The realisation hit me that this could be my final night. I could actually die like this. I was about to lose everything I had accomplished; the city career and the awesome car. I realised then that none of it had ever mattered, for here I was, a humble wretch crying in the snow, covered in blood and excrement.
The instinct to survive is a powerful thing, and I started to crawl once more, fighting to remain conscious.
Finally, my body gave out. I collapsed on my back and just lay there, looking up at the stars and the moon, at the waves of snowflakes spiraling gently towards me.
In the corner of my eye, I could see that the truck had stopped. The man, this demonic Santa Claus, was now effortlessly striding through the snow towards me, clenching a small fire axe.

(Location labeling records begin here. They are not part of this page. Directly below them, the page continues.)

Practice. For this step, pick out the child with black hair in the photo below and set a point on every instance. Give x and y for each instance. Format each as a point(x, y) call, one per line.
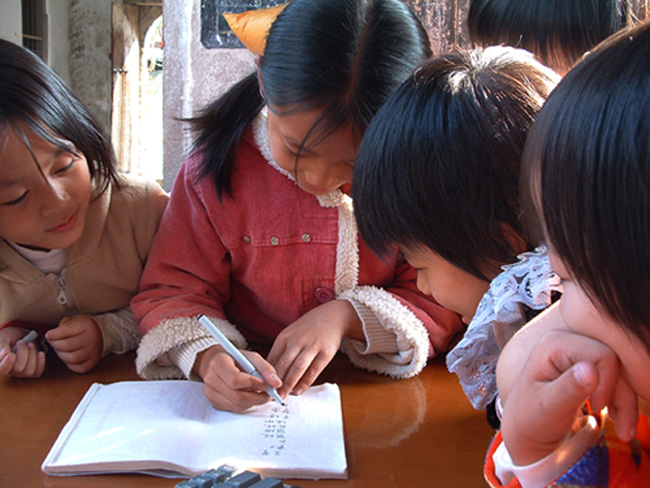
point(444, 188)
point(587, 168)
point(260, 233)
point(74, 234)
point(558, 32)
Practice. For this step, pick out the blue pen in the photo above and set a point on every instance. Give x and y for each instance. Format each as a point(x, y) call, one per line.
point(238, 356)
point(31, 335)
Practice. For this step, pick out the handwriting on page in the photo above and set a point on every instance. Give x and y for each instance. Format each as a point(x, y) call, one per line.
point(275, 431)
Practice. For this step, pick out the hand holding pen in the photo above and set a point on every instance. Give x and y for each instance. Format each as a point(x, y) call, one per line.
point(22, 359)
point(227, 387)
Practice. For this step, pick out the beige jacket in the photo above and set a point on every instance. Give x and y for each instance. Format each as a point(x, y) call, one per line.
point(103, 267)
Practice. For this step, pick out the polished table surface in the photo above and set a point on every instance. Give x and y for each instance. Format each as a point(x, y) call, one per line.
point(420, 432)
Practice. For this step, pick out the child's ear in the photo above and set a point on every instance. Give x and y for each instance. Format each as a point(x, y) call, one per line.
point(514, 238)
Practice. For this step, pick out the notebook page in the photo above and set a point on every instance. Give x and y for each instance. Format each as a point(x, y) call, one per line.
point(143, 425)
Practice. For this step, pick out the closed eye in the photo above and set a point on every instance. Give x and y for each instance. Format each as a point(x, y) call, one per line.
point(16, 201)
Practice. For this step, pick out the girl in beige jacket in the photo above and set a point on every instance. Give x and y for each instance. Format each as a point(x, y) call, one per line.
point(74, 234)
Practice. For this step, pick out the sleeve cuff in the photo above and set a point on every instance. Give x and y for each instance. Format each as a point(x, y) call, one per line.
point(378, 339)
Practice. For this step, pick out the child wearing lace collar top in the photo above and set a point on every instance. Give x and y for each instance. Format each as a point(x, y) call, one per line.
point(260, 233)
point(586, 170)
point(445, 189)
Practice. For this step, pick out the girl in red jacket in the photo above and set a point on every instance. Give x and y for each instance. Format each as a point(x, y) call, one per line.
point(260, 234)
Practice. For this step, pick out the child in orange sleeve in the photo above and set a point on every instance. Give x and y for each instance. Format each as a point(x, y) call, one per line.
point(587, 170)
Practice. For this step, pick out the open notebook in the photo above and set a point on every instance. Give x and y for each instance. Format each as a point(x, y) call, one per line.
point(168, 428)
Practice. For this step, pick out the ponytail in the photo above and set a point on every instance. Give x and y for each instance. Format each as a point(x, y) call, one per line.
point(220, 126)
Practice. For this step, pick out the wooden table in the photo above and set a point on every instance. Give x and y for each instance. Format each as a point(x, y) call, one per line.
point(420, 432)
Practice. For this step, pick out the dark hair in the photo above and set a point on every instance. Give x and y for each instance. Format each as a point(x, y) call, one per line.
point(558, 32)
point(346, 56)
point(34, 95)
point(589, 156)
point(439, 164)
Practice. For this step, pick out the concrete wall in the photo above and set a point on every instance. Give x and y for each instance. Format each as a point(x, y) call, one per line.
point(77, 46)
point(90, 35)
point(10, 21)
point(192, 77)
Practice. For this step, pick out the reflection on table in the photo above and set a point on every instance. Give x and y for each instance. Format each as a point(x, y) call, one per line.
point(420, 432)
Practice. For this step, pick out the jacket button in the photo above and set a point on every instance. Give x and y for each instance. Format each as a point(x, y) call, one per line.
point(322, 294)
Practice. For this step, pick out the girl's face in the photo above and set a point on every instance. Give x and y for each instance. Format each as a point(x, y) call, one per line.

He leaned over me, sniffing loudly for the scent of blood, which soon led him to my crippled foot. Close up, I could see that this man’s Santa costume was not red… but black.
He loomed over me, staring with those tiny, cruel eyes that shone like ancient stars, his body heaving with triumphant anticipation.
One month later, I awoke in the hospital, where I learned that I had been placed in an induced coma due to the extent of my injuries.
Within weeks, I could talk and move once more. Everything was as it should be… except for my left foot. They told me that it had been hacked off and that something had eaten it, leaving only the bones beside my body.
It’s now Christmas Eve, 2019, and I can get around well enough with my new prosthetic foot. I make my way to the kitchen, where I will prepare two snacks. One is a mince pie for Santa Claus, and the other, a steak tartare with a dash of my own blood, for Black Santa.